You and your children can be people of integrity with a strong moral compass.  Talk with mentors you know who seem to be whole and at peace and get their opinion.  Use the internet to sort through all the powerful voices and listen for the quiet Truth.  Pray if you are so inclined.  When you make that thought-filled determination on a particular issue or virtue, leaving aside your personal bias, then you are obligated to be true to that Truth – every day.

One additional note.  Some will say that all that is needed is for people to be to be kind and support others in whatever makes them happy.  Although it sounds nice, this concept is lazy and dangerous.  If your daughter was upset that one of her feet was bigger than the other and asked if she could have her left foot removed to make her happy, you certainly would not oblige.  Some choices are good and some are not, and the vast majority of right and wrong is based on Truth, not personal opinion. 

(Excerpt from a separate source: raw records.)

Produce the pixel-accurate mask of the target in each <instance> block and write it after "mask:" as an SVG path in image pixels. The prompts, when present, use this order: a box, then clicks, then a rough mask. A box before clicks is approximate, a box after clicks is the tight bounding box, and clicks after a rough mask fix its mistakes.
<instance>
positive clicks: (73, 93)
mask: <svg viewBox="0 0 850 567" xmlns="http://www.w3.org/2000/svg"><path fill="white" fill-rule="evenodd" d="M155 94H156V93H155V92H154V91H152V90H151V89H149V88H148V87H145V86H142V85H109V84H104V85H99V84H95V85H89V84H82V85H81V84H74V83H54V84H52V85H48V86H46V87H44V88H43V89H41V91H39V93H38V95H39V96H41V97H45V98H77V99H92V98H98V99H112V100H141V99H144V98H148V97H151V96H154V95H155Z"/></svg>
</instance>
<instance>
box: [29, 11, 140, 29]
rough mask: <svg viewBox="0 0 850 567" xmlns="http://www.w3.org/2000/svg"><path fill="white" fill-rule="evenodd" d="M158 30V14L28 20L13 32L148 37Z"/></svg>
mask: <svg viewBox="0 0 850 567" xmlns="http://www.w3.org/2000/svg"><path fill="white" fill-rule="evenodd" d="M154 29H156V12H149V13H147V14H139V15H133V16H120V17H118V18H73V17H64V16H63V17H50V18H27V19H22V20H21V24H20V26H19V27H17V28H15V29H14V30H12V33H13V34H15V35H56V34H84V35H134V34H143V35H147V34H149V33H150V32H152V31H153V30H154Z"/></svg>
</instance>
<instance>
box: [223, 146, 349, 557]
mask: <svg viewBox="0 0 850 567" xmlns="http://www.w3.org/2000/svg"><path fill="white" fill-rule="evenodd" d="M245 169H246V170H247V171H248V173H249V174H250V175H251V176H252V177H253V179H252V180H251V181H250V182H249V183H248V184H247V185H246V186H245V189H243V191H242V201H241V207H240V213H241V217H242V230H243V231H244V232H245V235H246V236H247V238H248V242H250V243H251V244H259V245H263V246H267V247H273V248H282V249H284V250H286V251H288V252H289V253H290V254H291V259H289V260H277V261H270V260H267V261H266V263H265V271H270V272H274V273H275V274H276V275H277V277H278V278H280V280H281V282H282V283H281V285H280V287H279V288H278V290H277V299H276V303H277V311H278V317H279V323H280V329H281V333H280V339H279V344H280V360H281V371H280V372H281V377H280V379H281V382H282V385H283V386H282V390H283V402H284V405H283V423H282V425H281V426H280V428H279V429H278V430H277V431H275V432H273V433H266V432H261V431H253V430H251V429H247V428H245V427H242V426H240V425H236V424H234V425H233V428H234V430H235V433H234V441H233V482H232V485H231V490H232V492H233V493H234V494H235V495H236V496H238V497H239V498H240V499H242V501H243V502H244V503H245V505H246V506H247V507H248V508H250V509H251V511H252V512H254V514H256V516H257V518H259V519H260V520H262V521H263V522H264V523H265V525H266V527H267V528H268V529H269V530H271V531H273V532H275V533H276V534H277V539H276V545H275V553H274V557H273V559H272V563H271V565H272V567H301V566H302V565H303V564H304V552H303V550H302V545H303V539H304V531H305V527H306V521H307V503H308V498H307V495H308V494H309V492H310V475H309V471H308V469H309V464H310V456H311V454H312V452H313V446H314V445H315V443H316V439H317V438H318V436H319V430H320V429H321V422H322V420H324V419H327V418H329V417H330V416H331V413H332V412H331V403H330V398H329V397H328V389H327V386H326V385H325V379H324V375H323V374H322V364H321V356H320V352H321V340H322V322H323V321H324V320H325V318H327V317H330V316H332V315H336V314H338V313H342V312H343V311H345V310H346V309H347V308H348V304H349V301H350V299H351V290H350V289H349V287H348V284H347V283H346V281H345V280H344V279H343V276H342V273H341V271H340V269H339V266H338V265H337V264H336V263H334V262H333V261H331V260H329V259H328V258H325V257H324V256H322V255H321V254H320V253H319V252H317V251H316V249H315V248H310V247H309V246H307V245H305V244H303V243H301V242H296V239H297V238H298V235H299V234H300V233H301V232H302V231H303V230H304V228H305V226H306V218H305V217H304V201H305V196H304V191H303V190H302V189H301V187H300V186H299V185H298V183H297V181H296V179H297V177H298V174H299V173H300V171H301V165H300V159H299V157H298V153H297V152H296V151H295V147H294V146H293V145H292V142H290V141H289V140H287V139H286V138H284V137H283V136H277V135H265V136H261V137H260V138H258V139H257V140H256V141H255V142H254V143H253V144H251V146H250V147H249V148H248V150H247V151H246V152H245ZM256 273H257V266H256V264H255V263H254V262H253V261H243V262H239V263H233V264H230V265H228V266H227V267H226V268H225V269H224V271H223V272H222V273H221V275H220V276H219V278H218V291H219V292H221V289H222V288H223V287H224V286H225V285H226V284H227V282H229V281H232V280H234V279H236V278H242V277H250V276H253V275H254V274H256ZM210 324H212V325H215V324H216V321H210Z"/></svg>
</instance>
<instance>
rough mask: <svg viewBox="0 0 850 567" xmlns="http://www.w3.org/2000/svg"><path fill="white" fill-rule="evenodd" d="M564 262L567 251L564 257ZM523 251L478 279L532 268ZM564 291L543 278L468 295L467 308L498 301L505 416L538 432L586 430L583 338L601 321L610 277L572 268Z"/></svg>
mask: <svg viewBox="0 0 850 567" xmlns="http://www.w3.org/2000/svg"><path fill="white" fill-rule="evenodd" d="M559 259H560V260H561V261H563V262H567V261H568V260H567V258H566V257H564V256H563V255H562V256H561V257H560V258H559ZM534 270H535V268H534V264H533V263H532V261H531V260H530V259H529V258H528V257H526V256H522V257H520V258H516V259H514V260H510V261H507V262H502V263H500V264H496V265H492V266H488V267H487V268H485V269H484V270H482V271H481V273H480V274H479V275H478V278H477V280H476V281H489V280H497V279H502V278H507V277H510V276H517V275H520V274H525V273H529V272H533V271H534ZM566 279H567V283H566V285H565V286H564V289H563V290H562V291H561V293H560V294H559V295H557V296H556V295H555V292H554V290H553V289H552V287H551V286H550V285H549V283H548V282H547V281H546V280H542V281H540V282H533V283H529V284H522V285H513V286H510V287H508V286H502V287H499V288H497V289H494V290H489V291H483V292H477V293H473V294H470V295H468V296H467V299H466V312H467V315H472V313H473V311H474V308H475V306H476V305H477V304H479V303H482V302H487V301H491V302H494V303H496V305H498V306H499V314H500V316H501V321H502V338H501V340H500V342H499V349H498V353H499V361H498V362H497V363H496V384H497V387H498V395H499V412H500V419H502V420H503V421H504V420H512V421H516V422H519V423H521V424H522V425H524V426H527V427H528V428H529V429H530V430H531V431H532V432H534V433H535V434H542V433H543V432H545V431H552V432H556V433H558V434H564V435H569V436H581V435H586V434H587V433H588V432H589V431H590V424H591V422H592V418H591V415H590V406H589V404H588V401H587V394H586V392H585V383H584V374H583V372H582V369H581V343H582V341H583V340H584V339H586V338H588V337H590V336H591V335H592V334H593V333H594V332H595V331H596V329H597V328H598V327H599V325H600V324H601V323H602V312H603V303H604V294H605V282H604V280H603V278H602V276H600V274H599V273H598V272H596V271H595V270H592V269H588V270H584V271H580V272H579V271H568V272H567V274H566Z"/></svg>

Mike and a couple of the boys have been watching the Hobbit / Lord of the Rings movies recently, and he shared with me a quote that speaks to integrity.  In the movie, The Hobbit, An Unexpected Journey, Gandalf the Wizard is asked by the Elf Princess why he brought Bilbo Baggins (small, defenseless, but steadfast and determined) along with him on his dangerous journey.  Gandalf replies, “Saruman believes it is only great power that can hold evil in check, but that is not what I have found.  It is the small everyday deeds of ordinary folk that keep the darkness at bay.  Small acts of kindness and love.  Why Bilbo Baggins?  Perhaps because I am afraid, and he gives me courage.” 

May we and our children all work hard to discover our north star and then be unwavering in our commitment to our consciences, even in the small everyday deeds.  We will then be influencers in our families and communities and provide courage to others in a world that desperately needs clarity and strength.